Closed Optimaximal closed 3 years ago
add storage monitoring to the plugin
Do you mean VMFS datastores? No, this is not possible as this is not a physical element and therefore won't appear in the CIM elements. Physical drives however are usually in the CIM element list, as long as the server hardware supports it. But you see this from your output already.
exclusion of storage monitoring (with something like -nodisk)
Yes, you can use the -i
/--ignore
parameter together with -r
/--regex
parameter to ignore all drives. Something like this should do it:
./check_esxi_hardware.py -H esxiserver -U root -P pass -i "Drive,Disk" -r
Sorry, mentioning Datastores was probably a red herring - I was referring to the Physical Disks visible in the iDRAC and the associated Virtual Disk(s) created on the onboard PERC, which are mounted as local datastores in ESXi.

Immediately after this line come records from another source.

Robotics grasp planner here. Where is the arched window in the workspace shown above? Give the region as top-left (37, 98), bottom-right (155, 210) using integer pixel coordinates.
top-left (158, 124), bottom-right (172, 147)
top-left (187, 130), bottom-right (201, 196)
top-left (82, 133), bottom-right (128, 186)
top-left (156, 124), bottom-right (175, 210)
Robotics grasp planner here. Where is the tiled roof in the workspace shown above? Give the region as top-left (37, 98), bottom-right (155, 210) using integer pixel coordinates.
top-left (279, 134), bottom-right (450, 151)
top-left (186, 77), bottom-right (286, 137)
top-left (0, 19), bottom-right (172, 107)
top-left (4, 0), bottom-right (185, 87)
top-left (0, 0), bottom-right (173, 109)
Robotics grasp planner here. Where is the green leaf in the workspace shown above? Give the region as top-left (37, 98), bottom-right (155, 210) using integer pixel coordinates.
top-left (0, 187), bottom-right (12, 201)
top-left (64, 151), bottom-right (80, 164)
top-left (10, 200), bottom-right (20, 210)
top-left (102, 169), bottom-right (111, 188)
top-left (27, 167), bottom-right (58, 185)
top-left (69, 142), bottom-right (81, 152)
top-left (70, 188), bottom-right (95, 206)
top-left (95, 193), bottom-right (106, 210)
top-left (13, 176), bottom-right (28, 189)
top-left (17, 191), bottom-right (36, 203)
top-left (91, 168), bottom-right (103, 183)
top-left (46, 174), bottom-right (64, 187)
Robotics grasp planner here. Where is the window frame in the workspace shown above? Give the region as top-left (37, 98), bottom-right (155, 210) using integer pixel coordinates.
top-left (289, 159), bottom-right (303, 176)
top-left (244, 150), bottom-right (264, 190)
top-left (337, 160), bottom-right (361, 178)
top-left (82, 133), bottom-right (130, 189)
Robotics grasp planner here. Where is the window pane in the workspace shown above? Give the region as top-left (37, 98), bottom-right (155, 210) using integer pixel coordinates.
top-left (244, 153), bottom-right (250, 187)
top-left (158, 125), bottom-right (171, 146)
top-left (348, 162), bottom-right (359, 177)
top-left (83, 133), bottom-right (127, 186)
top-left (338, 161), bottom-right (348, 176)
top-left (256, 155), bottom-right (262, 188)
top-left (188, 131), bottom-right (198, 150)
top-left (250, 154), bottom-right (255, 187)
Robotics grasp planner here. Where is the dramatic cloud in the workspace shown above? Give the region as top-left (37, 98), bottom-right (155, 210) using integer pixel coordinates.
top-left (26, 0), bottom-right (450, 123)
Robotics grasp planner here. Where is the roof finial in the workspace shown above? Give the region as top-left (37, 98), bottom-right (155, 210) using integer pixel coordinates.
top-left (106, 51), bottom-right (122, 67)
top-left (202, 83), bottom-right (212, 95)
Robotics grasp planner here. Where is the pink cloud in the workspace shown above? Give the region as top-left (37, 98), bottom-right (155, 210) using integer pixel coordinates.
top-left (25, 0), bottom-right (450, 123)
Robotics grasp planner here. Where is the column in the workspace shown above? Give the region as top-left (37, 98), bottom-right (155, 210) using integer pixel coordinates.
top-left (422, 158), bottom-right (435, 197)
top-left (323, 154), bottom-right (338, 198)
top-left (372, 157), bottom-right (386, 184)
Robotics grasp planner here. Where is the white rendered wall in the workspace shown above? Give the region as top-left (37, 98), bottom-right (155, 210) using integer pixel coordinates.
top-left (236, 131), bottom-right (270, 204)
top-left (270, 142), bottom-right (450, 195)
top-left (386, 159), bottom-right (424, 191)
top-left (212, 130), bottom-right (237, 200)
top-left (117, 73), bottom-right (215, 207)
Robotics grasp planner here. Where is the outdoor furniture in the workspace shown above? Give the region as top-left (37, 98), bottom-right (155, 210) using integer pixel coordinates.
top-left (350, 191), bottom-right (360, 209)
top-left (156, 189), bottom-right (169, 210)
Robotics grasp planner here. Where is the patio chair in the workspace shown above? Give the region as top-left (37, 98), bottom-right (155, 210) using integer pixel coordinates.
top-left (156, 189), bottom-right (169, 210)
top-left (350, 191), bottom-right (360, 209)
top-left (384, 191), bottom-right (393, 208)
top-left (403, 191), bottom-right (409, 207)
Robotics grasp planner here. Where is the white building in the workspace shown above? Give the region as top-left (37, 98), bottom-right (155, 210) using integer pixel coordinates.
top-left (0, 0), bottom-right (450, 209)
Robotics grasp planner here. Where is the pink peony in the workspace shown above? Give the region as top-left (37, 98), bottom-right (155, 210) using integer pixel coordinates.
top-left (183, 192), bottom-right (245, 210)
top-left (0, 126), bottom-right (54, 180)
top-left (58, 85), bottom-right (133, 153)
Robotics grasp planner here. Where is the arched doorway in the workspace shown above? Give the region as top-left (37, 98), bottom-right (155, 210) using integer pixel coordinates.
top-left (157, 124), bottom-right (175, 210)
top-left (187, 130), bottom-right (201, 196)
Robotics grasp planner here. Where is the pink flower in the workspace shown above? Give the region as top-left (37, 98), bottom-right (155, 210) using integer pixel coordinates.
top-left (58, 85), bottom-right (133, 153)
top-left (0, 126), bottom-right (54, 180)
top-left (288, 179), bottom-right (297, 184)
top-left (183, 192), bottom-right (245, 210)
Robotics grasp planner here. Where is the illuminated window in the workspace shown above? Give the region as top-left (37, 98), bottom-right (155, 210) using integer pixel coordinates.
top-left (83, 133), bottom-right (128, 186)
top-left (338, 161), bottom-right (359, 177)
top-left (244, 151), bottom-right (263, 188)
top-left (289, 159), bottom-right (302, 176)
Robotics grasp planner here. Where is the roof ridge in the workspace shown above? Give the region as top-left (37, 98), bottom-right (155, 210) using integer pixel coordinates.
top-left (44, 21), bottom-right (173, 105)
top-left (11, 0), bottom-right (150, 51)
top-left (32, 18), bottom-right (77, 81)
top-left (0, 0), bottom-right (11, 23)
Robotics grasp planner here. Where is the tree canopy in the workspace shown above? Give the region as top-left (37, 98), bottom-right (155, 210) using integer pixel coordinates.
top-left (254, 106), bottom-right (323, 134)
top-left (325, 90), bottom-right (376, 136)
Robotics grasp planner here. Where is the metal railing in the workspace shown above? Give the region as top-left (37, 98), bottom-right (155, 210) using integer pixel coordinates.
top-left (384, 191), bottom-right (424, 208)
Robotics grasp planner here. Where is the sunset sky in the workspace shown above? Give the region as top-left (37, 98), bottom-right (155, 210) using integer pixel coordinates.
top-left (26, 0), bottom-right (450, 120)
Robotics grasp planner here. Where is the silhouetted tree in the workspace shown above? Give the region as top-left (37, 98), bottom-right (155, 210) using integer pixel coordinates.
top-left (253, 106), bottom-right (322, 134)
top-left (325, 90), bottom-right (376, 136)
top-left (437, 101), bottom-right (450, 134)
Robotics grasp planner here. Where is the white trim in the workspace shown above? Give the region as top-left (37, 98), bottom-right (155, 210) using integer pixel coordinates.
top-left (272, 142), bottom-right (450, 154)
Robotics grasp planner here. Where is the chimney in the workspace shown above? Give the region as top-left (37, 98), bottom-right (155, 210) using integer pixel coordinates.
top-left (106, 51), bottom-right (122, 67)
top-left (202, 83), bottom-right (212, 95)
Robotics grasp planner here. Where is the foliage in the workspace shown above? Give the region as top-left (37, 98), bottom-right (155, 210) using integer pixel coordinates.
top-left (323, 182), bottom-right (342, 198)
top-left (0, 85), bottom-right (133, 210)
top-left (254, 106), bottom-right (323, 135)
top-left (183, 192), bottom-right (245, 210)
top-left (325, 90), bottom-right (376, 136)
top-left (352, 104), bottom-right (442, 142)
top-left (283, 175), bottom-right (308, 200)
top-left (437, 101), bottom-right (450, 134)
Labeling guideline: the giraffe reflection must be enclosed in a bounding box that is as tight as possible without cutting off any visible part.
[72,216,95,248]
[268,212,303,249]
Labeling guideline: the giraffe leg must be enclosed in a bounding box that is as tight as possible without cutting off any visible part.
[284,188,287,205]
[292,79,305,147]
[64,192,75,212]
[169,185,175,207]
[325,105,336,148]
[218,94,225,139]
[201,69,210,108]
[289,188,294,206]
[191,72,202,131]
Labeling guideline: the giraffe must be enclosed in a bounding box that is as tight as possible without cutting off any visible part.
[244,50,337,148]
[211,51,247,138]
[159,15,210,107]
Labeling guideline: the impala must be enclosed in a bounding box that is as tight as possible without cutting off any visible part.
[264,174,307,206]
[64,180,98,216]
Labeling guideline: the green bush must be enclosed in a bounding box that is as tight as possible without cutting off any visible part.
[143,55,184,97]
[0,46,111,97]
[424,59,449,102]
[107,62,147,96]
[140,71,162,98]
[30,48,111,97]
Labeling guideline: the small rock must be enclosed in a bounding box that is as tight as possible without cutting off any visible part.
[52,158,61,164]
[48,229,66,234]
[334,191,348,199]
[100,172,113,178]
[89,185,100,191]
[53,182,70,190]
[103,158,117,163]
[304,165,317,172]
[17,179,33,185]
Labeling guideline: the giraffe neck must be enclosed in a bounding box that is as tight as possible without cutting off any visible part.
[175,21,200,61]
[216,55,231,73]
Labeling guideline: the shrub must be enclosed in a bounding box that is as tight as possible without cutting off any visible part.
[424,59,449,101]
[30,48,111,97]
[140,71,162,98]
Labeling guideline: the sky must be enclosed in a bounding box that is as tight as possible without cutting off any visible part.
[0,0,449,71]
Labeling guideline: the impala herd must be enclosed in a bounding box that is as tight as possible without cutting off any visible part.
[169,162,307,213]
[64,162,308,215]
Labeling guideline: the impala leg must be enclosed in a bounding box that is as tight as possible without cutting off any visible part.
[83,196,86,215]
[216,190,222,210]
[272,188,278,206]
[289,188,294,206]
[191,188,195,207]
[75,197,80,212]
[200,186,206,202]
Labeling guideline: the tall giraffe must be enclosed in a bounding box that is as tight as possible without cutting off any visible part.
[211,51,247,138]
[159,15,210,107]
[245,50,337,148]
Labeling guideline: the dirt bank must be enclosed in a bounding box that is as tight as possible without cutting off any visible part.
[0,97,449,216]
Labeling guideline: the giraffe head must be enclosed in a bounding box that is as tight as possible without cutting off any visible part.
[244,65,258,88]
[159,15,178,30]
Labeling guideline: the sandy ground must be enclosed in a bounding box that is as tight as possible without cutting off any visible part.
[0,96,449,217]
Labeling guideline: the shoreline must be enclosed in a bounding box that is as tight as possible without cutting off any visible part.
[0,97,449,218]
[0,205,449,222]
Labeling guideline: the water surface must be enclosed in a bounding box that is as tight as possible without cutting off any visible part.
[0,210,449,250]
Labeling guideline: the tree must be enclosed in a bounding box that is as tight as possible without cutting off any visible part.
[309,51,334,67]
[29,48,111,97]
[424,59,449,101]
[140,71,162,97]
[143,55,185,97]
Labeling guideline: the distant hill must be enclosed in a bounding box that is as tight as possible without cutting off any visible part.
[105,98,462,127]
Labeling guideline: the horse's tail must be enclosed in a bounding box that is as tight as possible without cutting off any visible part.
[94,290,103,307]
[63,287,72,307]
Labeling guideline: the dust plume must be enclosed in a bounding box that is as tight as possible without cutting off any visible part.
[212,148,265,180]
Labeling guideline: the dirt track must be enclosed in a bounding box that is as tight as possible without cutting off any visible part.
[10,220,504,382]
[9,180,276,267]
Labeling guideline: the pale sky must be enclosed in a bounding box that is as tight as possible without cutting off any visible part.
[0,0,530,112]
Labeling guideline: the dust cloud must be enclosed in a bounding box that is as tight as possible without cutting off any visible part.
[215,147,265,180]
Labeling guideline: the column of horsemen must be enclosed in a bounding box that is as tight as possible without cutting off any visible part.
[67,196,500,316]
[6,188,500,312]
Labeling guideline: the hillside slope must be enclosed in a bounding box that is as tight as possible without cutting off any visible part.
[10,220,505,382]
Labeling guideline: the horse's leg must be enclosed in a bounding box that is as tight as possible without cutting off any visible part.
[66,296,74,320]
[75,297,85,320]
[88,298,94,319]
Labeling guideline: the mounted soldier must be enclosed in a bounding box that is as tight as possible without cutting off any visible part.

Your plugin does not seem to have the option to query the storage exclusively (by excluding all other options), other than the general alarm when there's a warning. There also doesn't seem to be any way of collecting perf history of storage for the same reason.
I will using your ignore commands to suppress the warnings on the individual cloned elements, but unless I'm missing something obvious (or you're suggesting to use -i and ignore everything except Drive and Disk, there's no current way I can set up a service clone that is just geared towards monitoring the storage elements.
I was referring to the Physical Disks
Yes, physical disks/drives are monitored, as long as they appear in the elements sent by the CIM server (use verbose mode to see the list of CIM elements). If the physical drives don't show up in the list, then you might need to install additional VIBs from the hardware vendor (Dell OpenManage Offline Bundle and VIB for ESXi).
query the storage exclusively
That's right, the plugin does check all the CIM elements and using the -i
list, you can define which elements to exclude from the check.
set up a service clone that is just geared towards monitoring the storage elements
Although using the ignore list to achieve this, I don't know what you are trying to achieve with this? Why not simply check all the cim elements (hardware parts) and get alerted if one element fails? The plugin notifies what kind of element/hardware failed. Maybe I haven't seen such a practical use case before...
It could be a force of habit of my wanting to know granular information + learning Icinga2 and pushing it as hard as possible.
I've run the verbose output and, yes, the drive information is clearly there - what was the reasoning behind not producing perf data for the drive that would justify a separate exclusion etc.
Obviously it's your plugin = your choice. Maybe I need to learn Python and fork it 😄
what was the reasoning behind not producing perf data for the drive
Because the drives don't have any perf data on a CIM level. They only show their current status. You could only get performance data such as I/O from the OS (ESXi).
So if I understand you correctly, your feature request would be an exclusive parameter to only monitor specific elements (the opposite of the ignore parameter)? Is that right? (even though I still don't see what's there to gain defining multiple service checks)
Yes, I've just reviewed the output and see that data is only what is displayed, which is annoying.
You'd imagine Dell exposing something like the capacity metrics & more SMART information would be sensible, but c'est la vie... I'm not sure what would be required to install additional VIBs - is that done by installing them onto ESXi or is this something installed on the server executing the script, like SNMP MIBs (in this case, Icinga2 running on Ubuntu 18.04)?
I guess the feature request would be an optional --no-disk parameter that behaves the same way as the other values, effectively ignoring disk-related items. Perf data would be an OK, WARN (for Predicted Failures) or CRITICAL result from each disk.
I'm going to close this issue as I've realised that the iDRAC monitoring plugin can grab all the information from the server via a more direct means.
Thanks for your work anyway 😄
Is it possible to add storage monitoring to the plugin (including both physical & virtual disks and/or data stores) and also allow the exclusion of storage monitoring (with something like -nodisk)?
The plugin currently reports actual/predicted drive failures in the warning message, but I currently use the plugin with Icinga2 and I have all the commands configured as separate services in a set, only each service is now failing because of a drive failure in the RAID.
Edit - for reference, this is on Dell PowerEdge hardware.